A copy of the Company's Corporate Governance Charter is located on the Company's website (www.saferoads.com.au) under the Investor Relations icon.
RISK
The Company's Audit and Risk Committee focuses on both audit and risk. The Committee is responsible for ensuring that adverse risks are identified and appropriate actions put in place to mitigate those risks.
The Company has a Risk Management Policy, a copy of which is located on the Company's web site (www.saferoads.com.au) under the Investor Relations icon.
A register of material business risks has been established, risks have been analysed and evaluated, risk management processes and controls have been put in place and reporting schedules developed. The Company's risk management framework is reviewed at least annually to satisfy itself that it continues to be sound. Such a review was undertaken in 2015.
The Company has established a separate internal audit function and risks are continually reviewed and evaluated to ensure they are effectively managed. Senior Management has reported to the Board that it considers that the management of the Company's material business risks has been effective. Further, the Company is accredited with ISO 9001, 14001 and 18001 which includes the review of processes, policies and risks associated with quality assurance, environment and safety.
REMUNERATION COMMITTEE
The Board is committed to ensuring that appropriate remuneration practices are established and followed within the Company, and that they are aligned with its Corporate Strategy. For this reason the Company has established a Remuneration and Nomination Committee.
The Committee's purpose is to advise on remuneration and issues relevant to remuneration policies and practices for Senior Management. Responsibilities include:
- Reviewing and evaluating market practices and trends in relation to remuneration relevant to the Company;
- Reviewing and making recommendations to the Board in relation to the Company's remuneration policies and practices for Senior Management; and
- Preparing for the Board any report that may be required under applicable legal or regulatory requirements in relation to remuneration matters.
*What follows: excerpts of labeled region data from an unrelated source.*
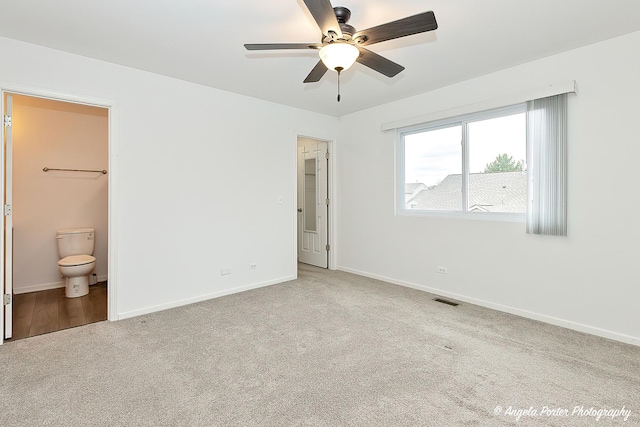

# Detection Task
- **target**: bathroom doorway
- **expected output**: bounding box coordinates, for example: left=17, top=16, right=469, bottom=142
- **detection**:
left=3, top=92, right=110, bottom=340
left=296, top=135, right=332, bottom=268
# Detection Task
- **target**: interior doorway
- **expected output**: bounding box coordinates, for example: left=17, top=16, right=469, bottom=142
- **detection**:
left=297, top=136, right=331, bottom=268
left=2, top=92, right=110, bottom=339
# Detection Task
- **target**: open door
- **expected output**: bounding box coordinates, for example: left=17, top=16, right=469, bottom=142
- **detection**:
left=298, top=138, right=329, bottom=268
left=2, top=95, right=13, bottom=339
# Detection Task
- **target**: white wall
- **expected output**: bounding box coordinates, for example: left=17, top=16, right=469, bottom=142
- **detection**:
left=337, top=33, right=640, bottom=344
left=12, top=95, right=109, bottom=293
left=0, top=38, right=337, bottom=317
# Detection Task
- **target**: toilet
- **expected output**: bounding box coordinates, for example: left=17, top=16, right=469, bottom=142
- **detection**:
left=56, top=228, right=96, bottom=298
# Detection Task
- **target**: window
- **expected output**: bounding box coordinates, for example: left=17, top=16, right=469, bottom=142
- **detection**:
left=398, top=104, right=527, bottom=221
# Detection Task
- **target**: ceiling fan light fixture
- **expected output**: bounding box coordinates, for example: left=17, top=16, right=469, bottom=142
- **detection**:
left=320, top=42, right=360, bottom=71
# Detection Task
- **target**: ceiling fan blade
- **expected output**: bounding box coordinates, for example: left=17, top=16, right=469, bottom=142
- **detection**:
left=356, top=46, right=404, bottom=77
left=353, top=11, right=438, bottom=46
left=304, top=0, right=342, bottom=37
left=244, top=43, right=322, bottom=50
left=304, top=60, right=327, bottom=83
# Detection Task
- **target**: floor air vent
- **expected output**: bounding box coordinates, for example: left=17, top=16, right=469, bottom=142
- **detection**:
left=433, top=298, right=459, bottom=307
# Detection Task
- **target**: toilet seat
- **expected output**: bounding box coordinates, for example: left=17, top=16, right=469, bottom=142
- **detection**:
left=58, top=255, right=96, bottom=267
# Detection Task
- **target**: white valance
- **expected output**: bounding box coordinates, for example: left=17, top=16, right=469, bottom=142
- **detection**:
left=381, top=80, right=578, bottom=132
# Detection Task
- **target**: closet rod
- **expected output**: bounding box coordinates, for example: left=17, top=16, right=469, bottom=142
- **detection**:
left=42, top=166, right=107, bottom=174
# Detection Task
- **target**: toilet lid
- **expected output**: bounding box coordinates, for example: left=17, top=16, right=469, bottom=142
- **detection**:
left=58, top=255, right=96, bottom=267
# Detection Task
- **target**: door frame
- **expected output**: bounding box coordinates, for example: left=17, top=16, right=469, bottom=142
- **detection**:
left=291, top=131, right=337, bottom=272
left=0, top=81, right=120, bottom=345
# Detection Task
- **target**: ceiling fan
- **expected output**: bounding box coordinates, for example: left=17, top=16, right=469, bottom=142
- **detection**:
left=244, top=0, right=438, bottom=102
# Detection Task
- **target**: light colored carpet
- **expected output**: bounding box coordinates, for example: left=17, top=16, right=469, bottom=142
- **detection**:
left=0, top=266, right=640, bottom=426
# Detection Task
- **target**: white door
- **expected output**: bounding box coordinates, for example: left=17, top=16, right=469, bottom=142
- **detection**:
left=298, top=138, right=329, bottom=268
left=3, top=95, right=13, bottom=339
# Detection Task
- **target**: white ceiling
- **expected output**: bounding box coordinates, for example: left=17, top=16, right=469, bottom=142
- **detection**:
left=0, top=0, right=640, bottom=116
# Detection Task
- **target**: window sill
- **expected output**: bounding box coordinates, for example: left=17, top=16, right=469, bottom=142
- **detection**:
left=397, top=209, right=527, bottom=224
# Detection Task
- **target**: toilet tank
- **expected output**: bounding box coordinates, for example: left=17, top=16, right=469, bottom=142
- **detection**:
left=56, top=228, right=95, bottom=259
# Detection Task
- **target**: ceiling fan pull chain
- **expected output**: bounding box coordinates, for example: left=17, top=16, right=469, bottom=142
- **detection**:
left=336, top=67, right=343, bottom=102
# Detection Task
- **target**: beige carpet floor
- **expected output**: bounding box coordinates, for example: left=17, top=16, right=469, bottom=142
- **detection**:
left=0, top=266, right=640, bottom=426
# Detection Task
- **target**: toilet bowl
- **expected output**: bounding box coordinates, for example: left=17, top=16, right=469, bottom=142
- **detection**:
left=58, top=255, right=96, bottom=298
left=56, top=228, right=96, bottom=298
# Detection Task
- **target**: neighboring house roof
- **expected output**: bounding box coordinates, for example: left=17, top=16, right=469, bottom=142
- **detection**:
left=404, top=182, right=427, bottom=202
left=405, top=172, right=527, bottom=212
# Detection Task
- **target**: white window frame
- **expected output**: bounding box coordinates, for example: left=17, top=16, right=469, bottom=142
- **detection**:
left=395, top=102, right=529, bottom=223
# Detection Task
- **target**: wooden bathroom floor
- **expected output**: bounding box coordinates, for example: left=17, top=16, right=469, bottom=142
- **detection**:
left=11, top=282, right=107, bottom=341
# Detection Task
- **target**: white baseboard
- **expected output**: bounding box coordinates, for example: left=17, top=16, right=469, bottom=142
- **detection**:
left=13, top=274, right=109, bottom=294
left=337, top=267, right=640, bottom=346
left=13, top=280, right=65, bottom=294
left=118, top=276, right=296, bottom=320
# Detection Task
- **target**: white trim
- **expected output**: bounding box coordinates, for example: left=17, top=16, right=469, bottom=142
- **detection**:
left=13, top=274, right=107, bottom=294
left=338, top=267, right=640, bottom=346
left=13, top=281, right=65, bottom=294
left=0, top=81, right=119, bottom=345
left=380, top=80, right=578, bottom=132
left=120, top=272, right=297, bottom=319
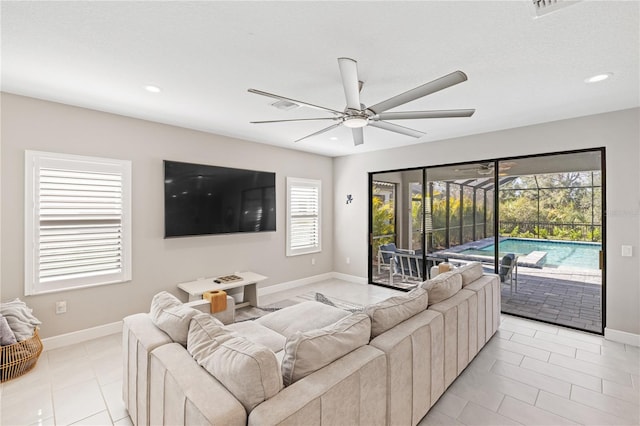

- Meetings and attendance are reported in the Directors' Report.
The Remuneration and Nomination Committee is comprised of Mr D Ashmore (non-executive Director and Chairman of the committee) and Mr D Cleland.
Detailed disclosure of the remuneration of non-executive Directors, executive Directors and Senior Management is made in the remuneration report forming part of the Directors' Report.
The remuneration of the non-executive directors comprises only directors' fees and statutory superannuation. They have no other entitlement. The remuneration of the senior managers comprises a base salary, statutory superannuation and the opportunity to receive a performance bonus based on the company exceeding budget Profit Before Tax ("PBT") achieved in the financial year.
There is no scheme for retirement benefits for non-executive directors, other than for statutory superannuation for non-executive directors.
The Company does not currently have any active equity-based remuneration schemes.
A copy of the Remuneration Committee Charter is included in the Corporate Governance Charter, section 6 which is located on the Company's website (www.saferoads.com.au) under the Investor Relations icon.